CONCEPT Cited by 1 source

Cascading failure

Definition

A failure that grows over time via a positive feedback loop: one node's overload spreads load to remaining nodes, increasing their probability of failure, which shifts more load, repeating until the system collapses. First-principles definition from HDM Stuttgart (via sources/2022-07-11-highscalability-stuff-the-internet-says-on-scalability-for-july-11th-2022):

"A cascading failure is a failure that increases in size over time due to a positive feedback loop. The typical behavior is initially triggered by a single node or subsystem failing.

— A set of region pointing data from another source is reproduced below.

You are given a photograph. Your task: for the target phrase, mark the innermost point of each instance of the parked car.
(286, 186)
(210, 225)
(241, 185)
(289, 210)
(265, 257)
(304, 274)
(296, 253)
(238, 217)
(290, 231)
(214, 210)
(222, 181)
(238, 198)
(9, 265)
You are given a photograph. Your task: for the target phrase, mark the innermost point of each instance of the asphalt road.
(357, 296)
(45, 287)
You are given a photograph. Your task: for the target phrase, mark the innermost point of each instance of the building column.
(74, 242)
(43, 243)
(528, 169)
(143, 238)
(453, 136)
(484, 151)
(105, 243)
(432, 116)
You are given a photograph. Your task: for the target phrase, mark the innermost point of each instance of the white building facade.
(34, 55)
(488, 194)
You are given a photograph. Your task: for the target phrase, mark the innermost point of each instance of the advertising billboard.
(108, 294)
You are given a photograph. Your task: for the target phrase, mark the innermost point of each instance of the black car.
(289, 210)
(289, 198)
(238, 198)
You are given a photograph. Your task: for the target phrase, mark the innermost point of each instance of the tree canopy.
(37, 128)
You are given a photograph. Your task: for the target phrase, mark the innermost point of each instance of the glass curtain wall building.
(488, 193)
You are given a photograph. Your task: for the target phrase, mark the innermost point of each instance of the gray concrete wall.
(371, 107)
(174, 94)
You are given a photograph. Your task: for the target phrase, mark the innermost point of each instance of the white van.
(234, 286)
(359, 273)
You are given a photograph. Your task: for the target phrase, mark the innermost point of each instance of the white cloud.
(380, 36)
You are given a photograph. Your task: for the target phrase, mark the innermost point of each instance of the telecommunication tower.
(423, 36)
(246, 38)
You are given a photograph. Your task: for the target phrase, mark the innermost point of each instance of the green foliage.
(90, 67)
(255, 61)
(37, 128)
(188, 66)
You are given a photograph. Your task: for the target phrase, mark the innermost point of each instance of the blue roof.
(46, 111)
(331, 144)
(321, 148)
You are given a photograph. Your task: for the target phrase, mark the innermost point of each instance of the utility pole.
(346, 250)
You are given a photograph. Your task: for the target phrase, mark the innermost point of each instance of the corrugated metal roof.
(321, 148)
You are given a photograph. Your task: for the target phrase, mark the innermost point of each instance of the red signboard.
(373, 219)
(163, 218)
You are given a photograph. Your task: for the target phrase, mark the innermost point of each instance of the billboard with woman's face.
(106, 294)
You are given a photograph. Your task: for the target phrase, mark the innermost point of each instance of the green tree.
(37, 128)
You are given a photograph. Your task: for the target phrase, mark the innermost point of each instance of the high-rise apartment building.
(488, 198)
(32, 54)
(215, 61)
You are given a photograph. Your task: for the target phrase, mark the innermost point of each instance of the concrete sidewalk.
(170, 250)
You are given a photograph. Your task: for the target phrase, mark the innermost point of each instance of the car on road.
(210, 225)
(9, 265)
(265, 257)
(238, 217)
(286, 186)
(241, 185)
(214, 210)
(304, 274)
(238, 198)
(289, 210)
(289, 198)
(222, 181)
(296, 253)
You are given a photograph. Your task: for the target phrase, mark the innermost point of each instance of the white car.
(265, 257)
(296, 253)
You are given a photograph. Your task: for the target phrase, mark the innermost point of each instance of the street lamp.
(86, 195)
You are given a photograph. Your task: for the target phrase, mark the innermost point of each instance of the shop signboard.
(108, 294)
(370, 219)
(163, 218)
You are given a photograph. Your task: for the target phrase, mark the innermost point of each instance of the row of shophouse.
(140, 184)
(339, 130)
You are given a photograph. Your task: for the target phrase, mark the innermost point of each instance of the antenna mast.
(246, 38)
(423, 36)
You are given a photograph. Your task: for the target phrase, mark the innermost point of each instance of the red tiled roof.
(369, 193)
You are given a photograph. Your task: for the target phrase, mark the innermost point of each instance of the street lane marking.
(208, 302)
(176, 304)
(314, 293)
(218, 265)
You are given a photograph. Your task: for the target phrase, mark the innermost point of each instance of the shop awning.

This spreads the load across fewer nodes of the remaining system, which in turn increases the likelihood of further system failures resulting in a vicious circle or snowball effect."

Root cause pattern

The most common cause is server overload, or a direct consequence of it. When load crosses a threshold:

  1. Per-server resources (CPU, memory, threads, connections) are exhausted.
  2. Latency (P99) rises; error rate climbs; health checks start to fail.
  3. Failed/marked-unhealthy servers drop out of the pool.
  4. Traffic is load-balanced to the remaining healthy servers, increasing per-server load.
  5. Go to step 1 on more servers.

Mitigation toolkit

From the HDM Stuttgart post (Source: sources/2022-07-11-highscalability-stuff-the-internet-says-on-scalability-for-july-11th-2022):

  • Add resources — first and most intuitive, but reactive.
  • Avoid health-check failures/deaths — don't let a transiently-slow server be marked dead and shed to already-hot peers.
  • Restart servers on thread-blocking / deadlock conditions so they can resume absorbing load.
  • Drop traffic significantly, then ramp back up — let servers breathe and gradually recover instead of returning full-blast traffic that re-overloads them.
  • Switch to degraded mode — drop specific classes of traffic (e.g. search but not checkout).
  • Eliminate batch / bad traffic — surgery at the input layer to reduce total system load.
  • Move from orchestration to choreography — pub/sub decoupling so a slow consumer doesn't back-pressure a fast producer.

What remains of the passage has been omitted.